Başbakan Binali Yıldırım Ankara'da iftar programında konuştu. Başbakan Yıldırım'ın konuşmasından satır başları şöyle:
Halkın içinden geldik ama iktidara gelince geldiğimiz yeri unutmadık.
Türkiye'nin içinde bulunduğu zor şartlarda AK Parti gibi bir sigortası var.
Bundan böyle bulunduğumuz bölgeden dolayı, bölgedeki sorumluluğumuzdan dolayı dostlukları arttıracağız, düşmanlıkları azaltacağız.
Dün İngiltere'de bir referandum oldu. Konusu İngiltere'nin AB'de kalacak mı, yoksa ayrılacak mı? Çok sert kampanyalar yapıldı ve hatta bir milletvekili de hayatını kaybetti.
ABUK SUBUK LAFLAR ETTİ
Ne yazık ki İngiltere gibi NATO'da müttefikimiz olan bir ülkenin başbakanı, sadece referandumda "evet" oylarını arttırabilmek adına, Türkiye'yi kampanyasının merkezine koydu. Abuk sabuk laflar etti.

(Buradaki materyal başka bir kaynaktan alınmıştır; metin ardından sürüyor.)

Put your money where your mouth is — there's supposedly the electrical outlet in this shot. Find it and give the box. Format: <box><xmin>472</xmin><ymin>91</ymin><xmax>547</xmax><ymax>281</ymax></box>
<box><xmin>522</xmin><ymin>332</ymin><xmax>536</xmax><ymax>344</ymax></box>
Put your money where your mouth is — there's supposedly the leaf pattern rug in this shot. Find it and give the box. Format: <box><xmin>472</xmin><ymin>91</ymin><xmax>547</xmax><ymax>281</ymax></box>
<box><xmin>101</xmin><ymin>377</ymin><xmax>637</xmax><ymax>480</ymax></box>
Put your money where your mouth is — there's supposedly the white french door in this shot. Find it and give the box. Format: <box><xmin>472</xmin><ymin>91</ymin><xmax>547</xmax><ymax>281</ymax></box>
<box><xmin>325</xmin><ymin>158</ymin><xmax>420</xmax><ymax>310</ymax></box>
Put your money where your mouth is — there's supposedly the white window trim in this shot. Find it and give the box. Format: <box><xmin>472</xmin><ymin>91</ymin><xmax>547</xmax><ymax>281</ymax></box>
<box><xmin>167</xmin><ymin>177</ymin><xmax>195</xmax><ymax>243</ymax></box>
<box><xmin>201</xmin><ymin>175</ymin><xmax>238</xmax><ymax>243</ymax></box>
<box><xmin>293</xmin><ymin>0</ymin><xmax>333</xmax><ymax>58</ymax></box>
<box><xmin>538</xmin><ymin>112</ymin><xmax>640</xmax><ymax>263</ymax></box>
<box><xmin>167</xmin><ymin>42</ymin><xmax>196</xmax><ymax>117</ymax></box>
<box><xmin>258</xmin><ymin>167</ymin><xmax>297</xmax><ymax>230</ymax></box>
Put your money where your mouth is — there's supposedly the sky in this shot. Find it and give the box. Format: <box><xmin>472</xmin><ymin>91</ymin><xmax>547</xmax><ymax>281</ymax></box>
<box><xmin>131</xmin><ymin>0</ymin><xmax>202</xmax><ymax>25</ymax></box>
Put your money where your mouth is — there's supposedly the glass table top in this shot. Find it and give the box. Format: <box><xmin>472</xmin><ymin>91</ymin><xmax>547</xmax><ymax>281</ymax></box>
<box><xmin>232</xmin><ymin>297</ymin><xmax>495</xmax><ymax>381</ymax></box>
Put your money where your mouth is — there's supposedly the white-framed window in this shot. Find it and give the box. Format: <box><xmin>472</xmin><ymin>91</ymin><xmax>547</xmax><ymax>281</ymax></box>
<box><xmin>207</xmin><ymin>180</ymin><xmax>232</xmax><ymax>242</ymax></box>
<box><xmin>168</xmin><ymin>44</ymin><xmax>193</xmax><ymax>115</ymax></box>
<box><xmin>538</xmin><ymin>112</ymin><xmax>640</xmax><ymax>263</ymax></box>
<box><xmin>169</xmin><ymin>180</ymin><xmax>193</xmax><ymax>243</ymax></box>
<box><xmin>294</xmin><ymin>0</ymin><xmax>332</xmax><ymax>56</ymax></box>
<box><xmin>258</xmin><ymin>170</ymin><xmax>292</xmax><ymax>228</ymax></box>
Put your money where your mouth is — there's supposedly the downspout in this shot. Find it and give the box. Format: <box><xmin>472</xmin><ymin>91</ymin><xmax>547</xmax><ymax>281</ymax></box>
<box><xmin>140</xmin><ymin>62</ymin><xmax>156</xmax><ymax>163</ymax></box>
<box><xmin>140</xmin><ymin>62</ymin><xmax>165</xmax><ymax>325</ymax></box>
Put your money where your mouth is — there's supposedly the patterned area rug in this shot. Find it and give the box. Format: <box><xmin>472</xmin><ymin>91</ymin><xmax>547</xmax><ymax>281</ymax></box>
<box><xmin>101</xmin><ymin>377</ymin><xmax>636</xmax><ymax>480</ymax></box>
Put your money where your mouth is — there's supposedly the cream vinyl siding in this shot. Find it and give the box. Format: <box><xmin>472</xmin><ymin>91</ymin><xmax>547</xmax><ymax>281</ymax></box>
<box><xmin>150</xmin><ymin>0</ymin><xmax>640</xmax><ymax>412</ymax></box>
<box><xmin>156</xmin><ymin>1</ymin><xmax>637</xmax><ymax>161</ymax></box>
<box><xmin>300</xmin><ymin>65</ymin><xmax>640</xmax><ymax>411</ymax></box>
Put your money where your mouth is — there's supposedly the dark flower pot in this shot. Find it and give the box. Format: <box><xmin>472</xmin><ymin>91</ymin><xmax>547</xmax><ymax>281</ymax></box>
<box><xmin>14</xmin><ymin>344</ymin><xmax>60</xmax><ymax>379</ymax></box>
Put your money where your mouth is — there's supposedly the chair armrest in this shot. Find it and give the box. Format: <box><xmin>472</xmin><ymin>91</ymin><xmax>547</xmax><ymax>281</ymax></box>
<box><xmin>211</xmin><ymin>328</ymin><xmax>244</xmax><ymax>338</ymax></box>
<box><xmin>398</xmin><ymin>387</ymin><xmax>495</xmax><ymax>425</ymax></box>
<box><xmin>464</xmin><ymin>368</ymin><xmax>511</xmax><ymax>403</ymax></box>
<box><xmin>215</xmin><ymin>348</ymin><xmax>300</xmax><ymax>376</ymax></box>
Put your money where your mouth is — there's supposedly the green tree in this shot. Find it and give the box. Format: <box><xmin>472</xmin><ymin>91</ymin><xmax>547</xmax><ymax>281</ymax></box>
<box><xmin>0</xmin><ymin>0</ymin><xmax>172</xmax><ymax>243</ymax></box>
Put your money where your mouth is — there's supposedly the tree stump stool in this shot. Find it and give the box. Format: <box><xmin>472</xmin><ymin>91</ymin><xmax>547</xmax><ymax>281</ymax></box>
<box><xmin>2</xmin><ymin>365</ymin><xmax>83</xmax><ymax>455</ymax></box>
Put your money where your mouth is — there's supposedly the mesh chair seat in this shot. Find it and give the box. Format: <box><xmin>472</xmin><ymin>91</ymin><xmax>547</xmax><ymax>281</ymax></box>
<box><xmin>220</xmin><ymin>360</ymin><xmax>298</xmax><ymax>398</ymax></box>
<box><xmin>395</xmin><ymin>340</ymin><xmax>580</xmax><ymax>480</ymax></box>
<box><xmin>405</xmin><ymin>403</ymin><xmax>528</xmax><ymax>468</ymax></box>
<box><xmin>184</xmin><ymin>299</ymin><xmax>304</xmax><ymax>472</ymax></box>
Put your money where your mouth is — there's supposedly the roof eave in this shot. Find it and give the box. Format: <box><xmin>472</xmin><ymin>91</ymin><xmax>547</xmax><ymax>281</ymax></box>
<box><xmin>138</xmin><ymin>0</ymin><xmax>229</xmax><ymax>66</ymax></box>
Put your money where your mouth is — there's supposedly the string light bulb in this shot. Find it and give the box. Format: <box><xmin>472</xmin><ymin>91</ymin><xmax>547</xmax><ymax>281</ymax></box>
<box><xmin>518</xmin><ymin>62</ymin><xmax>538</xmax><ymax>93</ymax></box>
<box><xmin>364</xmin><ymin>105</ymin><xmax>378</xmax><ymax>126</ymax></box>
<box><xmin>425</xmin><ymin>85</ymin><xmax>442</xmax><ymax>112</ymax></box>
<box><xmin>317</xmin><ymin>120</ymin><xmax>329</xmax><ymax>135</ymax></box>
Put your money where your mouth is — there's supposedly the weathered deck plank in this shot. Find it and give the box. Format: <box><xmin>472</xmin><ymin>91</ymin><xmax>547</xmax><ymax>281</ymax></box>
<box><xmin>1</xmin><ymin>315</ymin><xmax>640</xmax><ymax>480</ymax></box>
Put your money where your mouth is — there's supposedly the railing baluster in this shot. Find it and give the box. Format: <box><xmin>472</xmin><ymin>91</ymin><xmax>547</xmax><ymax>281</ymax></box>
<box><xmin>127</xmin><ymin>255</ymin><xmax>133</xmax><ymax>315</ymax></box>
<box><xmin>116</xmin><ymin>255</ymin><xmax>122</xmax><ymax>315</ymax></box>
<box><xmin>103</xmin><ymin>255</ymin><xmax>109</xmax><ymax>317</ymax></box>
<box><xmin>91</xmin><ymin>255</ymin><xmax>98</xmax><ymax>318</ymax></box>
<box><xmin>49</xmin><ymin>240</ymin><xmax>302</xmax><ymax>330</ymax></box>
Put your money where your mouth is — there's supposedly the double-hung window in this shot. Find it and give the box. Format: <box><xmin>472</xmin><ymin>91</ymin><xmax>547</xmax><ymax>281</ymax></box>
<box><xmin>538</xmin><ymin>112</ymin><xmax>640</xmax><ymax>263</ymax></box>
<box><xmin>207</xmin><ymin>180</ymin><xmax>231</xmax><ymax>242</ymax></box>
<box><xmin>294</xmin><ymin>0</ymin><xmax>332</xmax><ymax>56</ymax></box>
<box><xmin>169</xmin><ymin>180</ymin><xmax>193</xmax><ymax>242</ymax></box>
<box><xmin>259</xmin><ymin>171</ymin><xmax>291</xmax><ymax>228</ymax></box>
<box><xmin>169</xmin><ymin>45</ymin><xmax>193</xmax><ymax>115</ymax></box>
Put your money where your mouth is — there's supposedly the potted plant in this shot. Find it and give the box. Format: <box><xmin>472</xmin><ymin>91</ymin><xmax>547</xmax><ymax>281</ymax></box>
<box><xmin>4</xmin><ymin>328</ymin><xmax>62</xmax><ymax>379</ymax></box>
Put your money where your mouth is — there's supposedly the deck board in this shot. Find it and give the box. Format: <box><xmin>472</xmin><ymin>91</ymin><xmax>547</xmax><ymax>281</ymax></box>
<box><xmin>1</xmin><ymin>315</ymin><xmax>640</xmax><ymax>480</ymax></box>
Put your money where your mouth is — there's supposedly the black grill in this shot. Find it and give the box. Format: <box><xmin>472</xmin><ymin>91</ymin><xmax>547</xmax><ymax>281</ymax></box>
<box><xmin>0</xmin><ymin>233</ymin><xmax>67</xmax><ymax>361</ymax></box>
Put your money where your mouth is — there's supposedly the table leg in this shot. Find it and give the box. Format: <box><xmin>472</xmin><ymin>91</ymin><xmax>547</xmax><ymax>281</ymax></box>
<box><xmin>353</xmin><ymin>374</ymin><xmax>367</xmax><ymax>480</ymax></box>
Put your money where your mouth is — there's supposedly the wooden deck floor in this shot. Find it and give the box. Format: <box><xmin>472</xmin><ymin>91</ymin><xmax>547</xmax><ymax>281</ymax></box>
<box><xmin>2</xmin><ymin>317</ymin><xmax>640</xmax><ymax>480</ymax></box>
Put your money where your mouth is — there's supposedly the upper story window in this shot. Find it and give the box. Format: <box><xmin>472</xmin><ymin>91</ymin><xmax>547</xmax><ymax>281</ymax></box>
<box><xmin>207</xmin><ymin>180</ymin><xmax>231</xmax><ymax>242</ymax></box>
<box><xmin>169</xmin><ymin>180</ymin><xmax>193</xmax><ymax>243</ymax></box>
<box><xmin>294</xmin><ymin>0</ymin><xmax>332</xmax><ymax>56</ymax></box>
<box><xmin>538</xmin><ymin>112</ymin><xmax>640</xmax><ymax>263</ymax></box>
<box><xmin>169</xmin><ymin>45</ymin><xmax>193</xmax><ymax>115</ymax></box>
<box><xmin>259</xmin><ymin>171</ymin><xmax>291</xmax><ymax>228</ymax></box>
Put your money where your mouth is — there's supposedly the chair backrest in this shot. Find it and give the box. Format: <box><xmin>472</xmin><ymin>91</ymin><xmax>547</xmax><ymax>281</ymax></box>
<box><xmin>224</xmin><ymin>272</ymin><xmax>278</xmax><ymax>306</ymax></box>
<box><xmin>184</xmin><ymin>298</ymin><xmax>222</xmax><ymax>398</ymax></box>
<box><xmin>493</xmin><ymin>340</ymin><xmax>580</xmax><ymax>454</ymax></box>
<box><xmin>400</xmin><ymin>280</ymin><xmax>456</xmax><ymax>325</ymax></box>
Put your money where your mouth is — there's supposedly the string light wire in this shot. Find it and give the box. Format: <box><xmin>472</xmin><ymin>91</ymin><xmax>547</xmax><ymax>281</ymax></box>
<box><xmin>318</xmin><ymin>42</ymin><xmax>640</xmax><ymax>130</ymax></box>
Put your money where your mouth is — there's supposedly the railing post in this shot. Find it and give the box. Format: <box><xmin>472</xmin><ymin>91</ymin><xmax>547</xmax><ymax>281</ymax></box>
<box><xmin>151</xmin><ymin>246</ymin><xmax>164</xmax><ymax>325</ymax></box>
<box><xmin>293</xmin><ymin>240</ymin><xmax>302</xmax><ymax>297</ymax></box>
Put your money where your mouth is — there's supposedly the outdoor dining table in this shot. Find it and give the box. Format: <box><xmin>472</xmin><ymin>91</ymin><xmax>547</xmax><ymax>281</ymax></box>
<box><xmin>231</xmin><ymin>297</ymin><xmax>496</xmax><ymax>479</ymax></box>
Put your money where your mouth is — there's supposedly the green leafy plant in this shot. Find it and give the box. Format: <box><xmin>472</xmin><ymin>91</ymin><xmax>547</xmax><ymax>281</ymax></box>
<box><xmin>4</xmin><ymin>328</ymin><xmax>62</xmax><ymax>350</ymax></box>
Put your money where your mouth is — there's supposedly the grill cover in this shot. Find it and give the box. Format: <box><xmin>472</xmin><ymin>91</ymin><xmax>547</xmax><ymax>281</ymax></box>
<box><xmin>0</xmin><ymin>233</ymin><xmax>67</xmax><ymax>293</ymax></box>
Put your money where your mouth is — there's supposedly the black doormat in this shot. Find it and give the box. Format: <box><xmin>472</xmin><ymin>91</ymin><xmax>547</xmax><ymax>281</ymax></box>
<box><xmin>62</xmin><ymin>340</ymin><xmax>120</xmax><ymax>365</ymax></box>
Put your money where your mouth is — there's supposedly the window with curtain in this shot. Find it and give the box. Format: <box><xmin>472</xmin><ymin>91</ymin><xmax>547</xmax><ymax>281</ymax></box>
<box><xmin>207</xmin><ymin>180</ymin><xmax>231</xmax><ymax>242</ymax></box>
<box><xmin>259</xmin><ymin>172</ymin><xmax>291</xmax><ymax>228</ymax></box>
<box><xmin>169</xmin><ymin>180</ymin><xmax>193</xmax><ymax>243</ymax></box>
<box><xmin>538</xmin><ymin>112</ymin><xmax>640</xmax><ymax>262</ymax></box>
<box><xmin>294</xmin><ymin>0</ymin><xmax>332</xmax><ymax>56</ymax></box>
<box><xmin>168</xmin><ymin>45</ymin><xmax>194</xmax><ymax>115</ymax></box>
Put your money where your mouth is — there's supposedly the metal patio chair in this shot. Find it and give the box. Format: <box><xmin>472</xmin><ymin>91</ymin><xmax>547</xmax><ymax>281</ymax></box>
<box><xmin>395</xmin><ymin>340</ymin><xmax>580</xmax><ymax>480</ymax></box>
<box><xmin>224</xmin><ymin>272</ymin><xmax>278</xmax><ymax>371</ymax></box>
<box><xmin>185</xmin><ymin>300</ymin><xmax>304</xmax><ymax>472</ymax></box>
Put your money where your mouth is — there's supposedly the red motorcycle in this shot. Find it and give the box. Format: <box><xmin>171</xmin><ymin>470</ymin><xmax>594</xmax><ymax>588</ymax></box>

Doğrusu bu millet olarak bizi üzdü, canımızı da sıktı ama İngiltere'nin seçmenleri onun söylediği lafların tersine karar verdi. Bir anlamda kendi iradelerini ortaya koydular, bir anlamda da Türkiye'nin sayın Cameron'un düşündüğü gibi bir millet olmadığını teyit etmiş oldular.
AB buradan çok önemli dersler çıkarması gerekiyor. İngiltere gibi birliğin çok önemli bir üyesinin neden bu noktaya geldiğini derinlemesine incelenmesi gereği ortaya çıkıyor. AB son zamanlarda kucaklayıcı ve kuşatıcı olmak yerine, duvarlarını tahkim ederek kendi içinde kapanma yolunu tercih etmiştir.
Mülteci dramında gördüğümüz manzara budur. Avrupalılar maalesef burada sınıfta kalmışlardır.
AB ile bu anlamda biz bir anlaşma yaptık. Bu anlaşmanın iki tane önemli maddesi var; biri geri kabul anlaşması, diğeri de vize muafiyetinin Haziran sonuna çekilmesi, bir diğeri de Türkiye'nin üstlendiği mülteciler nedeniyle mali yükün hafifletilmesi. Ne yazık ki Avrupa bir kez daha samimiyet sınavını geçemedi.
Avrupa Birliği, birçok yasal düzenlemeyi de yapmamıza rağmen, gün yaklaştığında yeni şartlar ortaya sürmeye başladılar. Türkiye'nin birliğinden beraberliğinden, toprak bütünlüğünden daha önemli bir şey yoktur. Hiçbir kolaylık, vize muafiyeti, asla ve asla terörle mücadele konusundaki kararlılığımızla müzakere konusu yapılamaz.